Part A: how to tell sqrt(140) does not equal 10.7 without using a calculator.
Method 1:
We know that 11*11=121 < 140, so 10.7< sqrt(121) < sqrt(140) because we know that the sqrt() function is monotonic increasing.
Method 2:
If we transform 10.7^2=(10+0.7)^2=10^2+2*10*0.7+0.7^2=100+1.4+0.49 is less than 110, so 10.7^2<110<140, so 10.7 cannot be the answer.
Part B: Find sqrt(140) accurate to 1 place of decimal (without a calculator)
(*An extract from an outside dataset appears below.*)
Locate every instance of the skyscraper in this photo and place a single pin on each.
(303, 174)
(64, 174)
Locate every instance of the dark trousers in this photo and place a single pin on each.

Method 1: use the algorithm of finding square-roots on a piece of paper (to as many places as we wish). The first steps (to 1 decimal) are:
find the greatest integer below the exact square-root. We know this is 11, because 12^2=144.
Take the difference 140-11^2=140-121=19. Add two zeroes.
Divide 1900 by twice 11=22, tag on X to get the number 22X, where X is the quotient 1900/22X=8. 1900/228=8 with remainder 1900-1824=76. Repeat to estimate the second decimal, 7600/456X=1 <5, so the estimate for sqrt(140)=11.81, or 11.8.
It may sound difficult, but is not much more complicated than a long division.
Method 2: (much easier, even mentally)
Use the Newton's method.
As before, estimate the integer closest to the square-root, which is x0=12.
get a better estimate as
x1=x0-(x0^2-140)/(2X0)=12-(144-140)/24=12-4/24=12-1/6=11.83
or sqrt(140)=11.8 to one digit after the decimal.